Classification of state-of-the-art spectral reconstruction methods.

Algorithm survey

Given the main principles, we divide the SR algorithms into two categories: prior-based and data-driven methods. Prior knowledge is the statistical information in the data to represent the inherent attributes and characteristics of the image. Among prior-based methods, they are classified into three types by the difference in their prior selections. We investigate various network models in the data-driven methods and categorize them into several groups, namely Linear CNN, U-Net model, GAN model, etc. The overall taxonomy of the algorithms to be analyzed are shown in Fig. 2.

Prior-based methods

The target is to reconstruct an HSI \(\overset{\sim }{\mathop {{{\textbf {H}}}}}\,\in {{{\mathbb {R}}}^{m \times n \times C}}\) from an RGB image \(\overset{\sim }{\mathop {{{\textbf {Y}}}}}\,\in {{{\mathbb {R}}}^{m \times n \times c}}\), where m and n are the number of pixels in the 2D spatial dimensions, C is the number of spectral band and c represents R, G and B channels. To simplify the process, we use a 2D matrix to represent the image, where \(\overset{\sim }{\mathop {{{\textbf {Y}}}}}\,\), \(\overset{\sim }{\mathop {{{\textbf {H}}}}}\,\) respectively are written as \({{\textbf {Y}}} \in {{{\mathbb {R}}}^{c\times N}}\) and \({{\textbf {H}}} \in {{{\mathbb {R}}}^{C\times N}}\), and \(N = m n\) is the total number of pixels within an image slice. In this case, each column represents one spectral curve, and each row corresponds to the reshaped image of one certain spectral band.
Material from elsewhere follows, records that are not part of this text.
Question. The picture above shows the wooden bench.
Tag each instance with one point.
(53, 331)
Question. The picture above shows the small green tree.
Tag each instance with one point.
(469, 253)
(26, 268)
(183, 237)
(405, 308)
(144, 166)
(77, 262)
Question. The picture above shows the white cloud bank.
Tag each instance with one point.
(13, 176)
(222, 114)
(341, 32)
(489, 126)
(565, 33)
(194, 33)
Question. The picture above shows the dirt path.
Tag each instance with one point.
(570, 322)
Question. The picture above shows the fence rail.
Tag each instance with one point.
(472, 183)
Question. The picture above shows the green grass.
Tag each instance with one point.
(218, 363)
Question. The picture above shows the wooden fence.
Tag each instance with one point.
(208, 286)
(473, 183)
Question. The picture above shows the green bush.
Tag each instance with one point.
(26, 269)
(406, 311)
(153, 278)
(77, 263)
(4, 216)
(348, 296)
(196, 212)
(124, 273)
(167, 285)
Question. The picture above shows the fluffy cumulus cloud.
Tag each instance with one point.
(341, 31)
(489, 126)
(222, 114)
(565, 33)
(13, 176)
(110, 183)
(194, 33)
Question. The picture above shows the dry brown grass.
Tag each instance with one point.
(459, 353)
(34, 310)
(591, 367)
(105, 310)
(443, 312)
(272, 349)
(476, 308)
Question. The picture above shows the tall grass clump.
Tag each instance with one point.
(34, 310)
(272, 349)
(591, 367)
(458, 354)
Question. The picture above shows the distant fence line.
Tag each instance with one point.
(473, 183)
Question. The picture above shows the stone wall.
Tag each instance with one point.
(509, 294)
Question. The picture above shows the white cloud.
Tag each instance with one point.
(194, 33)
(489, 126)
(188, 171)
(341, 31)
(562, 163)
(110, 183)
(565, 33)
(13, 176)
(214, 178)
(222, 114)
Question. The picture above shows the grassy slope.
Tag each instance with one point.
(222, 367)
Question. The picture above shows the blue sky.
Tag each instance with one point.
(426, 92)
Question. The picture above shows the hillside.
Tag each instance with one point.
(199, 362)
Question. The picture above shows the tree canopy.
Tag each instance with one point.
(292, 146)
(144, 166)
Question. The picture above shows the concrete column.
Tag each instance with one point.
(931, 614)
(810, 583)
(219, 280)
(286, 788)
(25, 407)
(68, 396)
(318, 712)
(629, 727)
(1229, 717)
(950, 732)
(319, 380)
As we know that, each pixel in an HSI datacube represents a combination of different substances with certain proportions. Thus, the spectrum of each pixel is the linear combination of the basis spectra of those substances (also called endmember) and the corresponding proportions (called abundance), described as \({{{\textbf {H}}}_{i}} = {{\textbf {E}}}{{{\textbf {A}}}_{i}}\), where \({{\textbf {E}}}\) refers to the basis spectra matrix, and \({{{\textbf {A}}}_{i}}\) denotes the proportion vector on each pixel. The RGB image is obtained by applying the spectral response function (SRF) of the detector \({{\textbf {S}}}\) to the HSI, which is described as \({{{\textbf {Y}}}_{i}} = {{\textbf {S}}} {{{\textbf {H}}}_{i}}\) or \({{{\textbf {Y}}}_{i}} = {{\textbf {S}}} {{\textbf {E}}}{{{\textbf {A}}}_{i}}\). From this equation, recovering the spectral information \({{\textbf {E}}}, {{\textbf {A}}}_{i}\) from the RGB image \({{\textbf {Y}}}_{i}\) is an inverse problem, and the solution is not unique. In order to narrow down the solution space, we need to use prior knowledge as constraints. Therefore, computational reconstruction of HSIs from RGB images is essentially to solve the following optimization problem

$$\begin{aligned} \underset{{{\textbf {E}}}, {{{\textbf {A}}}_{i}}}{\mathop {\arg \min }}\,{{\left\| {{{\textbf {H}}}_{i}} - {{\textbf {E}}}{{{\textbf {A}}}_{i}} \right\| }^{2}}+{{\left\| {{{\textbf {Y}}}_{i}} - {{\textbf {S}}}{{\textbf {E}}}{{{\textbf {A}}}_{i}} \right\| }^{2}} + \lambda P \left( {{{\textbf {A}}}_{i,j}} \right) , \quad i,j=1,2\ldots ,N ~{\text{and}}~i\ne j, \end{aligned}$$
(6)

where \(P\left( {{{\textbf {A}}}_{i,j} }\right)\) is the prior term, and \(\lambda\) denotes the weighting factor. Prior knowledge about HSI usually includes sparsity29, spatial structure similarity30, correlation between spectra36, etc. Typical methods and their priors are summarized in Table 2.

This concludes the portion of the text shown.